Student Earns Award for Research Poster

Chemistry major Gary Batres '14 recently traveled to Ames, Iowa, to present a poster on his undergraduate research along with hundreds of other students. What he didn’t expect was to have the favorite presentation among all his peers. Gary won the Student Choice Award for best poster at the 2013 IINSPIRE-LSAMP Conference and received $250. “I ended up getting the most votes,” Gary said. “At first I was surprised that I won, I didn’t expect to win.”

As a partner of the Iowa, Illinois, Nebraska STEM Partnership for Innovation in Research and Education program (IINSPIRE), Doane chose Gary as its first funded summer research minority student last summer. Gary, who is of Hispanic ethnicity, had his research funded by Doane’s chapter of the Louis Stokes Alliance for Minority Participation (LSAMP) IINSPIRE program. This program is an alliance between 16 private, community and state schools in Nebraska, Illinois and Iowa that collaborate to increase the participation of underrepresented minorities. Science, technology, engineering and mathematics (STEM) are the subjects highlighted in this program.

In the lab of Associate Professor of Chemistry Andrea Holmes, Gary conducted his summer research. It was on a system called DETECHIP®, which was developed on Doane’s campus. This system discriminates between different molecules that make up narcotics, steroids, pesticides and explosives by using a sensor. Gary focused his research on using DETECHIP® to detect steroids and metabolic diseases (neonatal and early childhood disorders). He presented his research process and results with DETECHIP® on a poster and found that other students really took to it.

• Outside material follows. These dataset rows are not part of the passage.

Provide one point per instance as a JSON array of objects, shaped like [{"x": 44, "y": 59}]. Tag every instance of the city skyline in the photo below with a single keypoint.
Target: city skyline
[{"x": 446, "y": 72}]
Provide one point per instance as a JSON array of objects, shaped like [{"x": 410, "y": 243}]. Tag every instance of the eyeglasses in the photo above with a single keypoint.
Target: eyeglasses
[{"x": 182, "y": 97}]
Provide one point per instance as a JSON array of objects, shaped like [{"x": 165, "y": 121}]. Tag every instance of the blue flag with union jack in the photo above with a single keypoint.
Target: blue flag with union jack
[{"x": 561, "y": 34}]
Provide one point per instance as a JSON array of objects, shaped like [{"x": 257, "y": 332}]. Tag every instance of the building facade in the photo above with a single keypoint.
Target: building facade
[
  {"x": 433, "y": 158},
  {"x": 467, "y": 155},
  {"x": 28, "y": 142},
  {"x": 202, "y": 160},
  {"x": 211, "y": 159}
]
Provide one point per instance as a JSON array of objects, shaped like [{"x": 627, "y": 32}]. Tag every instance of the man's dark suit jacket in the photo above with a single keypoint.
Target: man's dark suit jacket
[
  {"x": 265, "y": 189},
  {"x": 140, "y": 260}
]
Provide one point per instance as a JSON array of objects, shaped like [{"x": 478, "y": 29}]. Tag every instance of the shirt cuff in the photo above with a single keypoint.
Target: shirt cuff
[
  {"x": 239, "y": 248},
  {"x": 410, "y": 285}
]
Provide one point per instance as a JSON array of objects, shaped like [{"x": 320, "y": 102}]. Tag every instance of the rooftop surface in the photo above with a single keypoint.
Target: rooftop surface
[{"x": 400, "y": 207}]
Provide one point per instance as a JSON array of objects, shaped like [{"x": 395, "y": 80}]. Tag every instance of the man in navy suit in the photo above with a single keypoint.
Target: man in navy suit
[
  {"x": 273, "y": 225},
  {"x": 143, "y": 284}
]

“I think my enthusiasm actually inspired people to vote,” Gary said. “The overall take-home idea was to determine the neonatal diseases inside children... it helped my presentation.”

Physics Professor Chris Wentworth helps organize the IINSPIRE-LSAMP program at Doane. His desire is that more minority students become interested and want to be a part of the program on campus.

“My hope is we will have a student mentor for each incoming freshman and a faculty member to offer encouragement and advice,” Wentworth said.

Gary knows what he wants and intends to work hard to reach his goals. The IINSPIRE-LSAMP conference and program have helped him open new doors, some that one day, might lead him to his dream career of working in a chemical lab.